2005 fand unter der reformorientierten Regierung von Präsident Mohammad Chatami eine Ausstellung namens "Die Bewegung moderner Kunst" im TMOCA statt, und Werke der westlichen Moderne wurden zum ersten Mal nach der Revolution gezeigt, darunter Gemälde von Andy Warhol, Henri de Toulouse Lautrec, Vincent van Gogh und Salvador Dalí. Auch das Triptychon von Francis Bacon, das zwei liegende Figuren auf einem Bett mit Begleitung zeigt, war zu sehen - allerdings nur kurz, denn der mittlere Teil war wegen des homosexuellen Motivs zurück in den Keller gebracht worden. Daraufhin hingen nur noch zwei Teile des Triptychons an der Museumswand.

Bei der Planung der Teheran-Ausstellung in Berlin überschnitt sich diese typische Intransparenz Irans mit einer Ablösung des iranischen Kulturministers.

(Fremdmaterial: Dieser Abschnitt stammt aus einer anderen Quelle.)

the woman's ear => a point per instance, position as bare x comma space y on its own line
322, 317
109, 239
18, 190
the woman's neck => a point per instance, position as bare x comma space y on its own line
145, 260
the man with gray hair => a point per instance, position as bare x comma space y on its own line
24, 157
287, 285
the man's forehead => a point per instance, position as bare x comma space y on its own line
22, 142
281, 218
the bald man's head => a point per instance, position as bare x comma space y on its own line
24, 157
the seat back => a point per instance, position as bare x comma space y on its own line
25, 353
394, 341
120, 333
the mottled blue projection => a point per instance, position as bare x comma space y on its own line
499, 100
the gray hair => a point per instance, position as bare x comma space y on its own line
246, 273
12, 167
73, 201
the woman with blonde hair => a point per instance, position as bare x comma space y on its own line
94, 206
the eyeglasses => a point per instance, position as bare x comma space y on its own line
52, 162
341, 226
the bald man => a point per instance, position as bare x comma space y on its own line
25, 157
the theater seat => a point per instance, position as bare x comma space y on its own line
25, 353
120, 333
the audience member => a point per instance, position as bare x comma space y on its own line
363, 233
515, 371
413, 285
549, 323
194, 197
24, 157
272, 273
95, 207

Nun war Sejed Reza Salehi der Ansprechpartner dieses Projekts, und er war nach dem Besuch einer Delegation aus Berlin in Teheran Anfang Dezember dem Ausstellungskonzept durchaus gewogen. Am Ende aber lag die Entscheidung beim iranischen Präsidenten Rohani - der eine Nachfrist aus Berlin verstreichen ließ.

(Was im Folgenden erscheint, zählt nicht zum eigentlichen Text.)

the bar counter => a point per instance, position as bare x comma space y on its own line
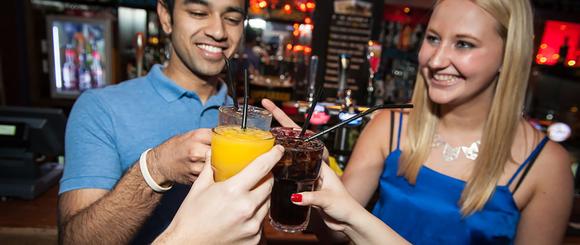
34, 222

Schon in der vergangenen Woche hatte der iranische Künstler Reza Nami der staatlichen Nachrichtenagentur Isna gesagt, so viel Unzuverlässigkeit schade dem Ruf Irans als Kulturnation. Es ist nicht ungewöhnlich in Iran, dass auch große kulturelle Projekte kurzfristig abgesagt werden. Im vergangenen Jahr wurden viele genehmigte Konzerte kurz vor dem Beginn verboten. Wie geht Deutschland mit solch einer Unplanbarkeit um? Vorerst entschied sich die Stiftung Preußischer Kulturbesitz gegen das Abwarten und für die Absage.

Der Schatz aus dem Museumskeller eines introvertierten Landes, das Wertvolles lieber versteckt, wäre beinahe ans Licht gekommen, um in einer extrovertierten Gesellschaft ausgestellt zu werden.